5.9 MD5 RETURNS!

EXERCISE 5.9 MD5 RETURNS!

In Chapter 2, we discussed some of the ways that MD5 is broken. In particular, we emphasized that MD5 is still not broken (in practice) for finding the preimage (i.e., working backward). But it is broken in terms of finding collisions. This is very important where signatures are concerned because signatures are typically computed over the hash of data and not the data itself.
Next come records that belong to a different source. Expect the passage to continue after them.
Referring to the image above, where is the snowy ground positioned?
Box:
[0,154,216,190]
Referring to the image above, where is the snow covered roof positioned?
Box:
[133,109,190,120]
For this exercise, modify your signature program to use MD5 instead of SHA-256. Find two pieces of data with the same MD5 sum. You can find some examples at or with a quick search on the Internet. Once you have the data, verify that the hashes are the same for the two files. Now, create a signature for both files and verify that they are the same.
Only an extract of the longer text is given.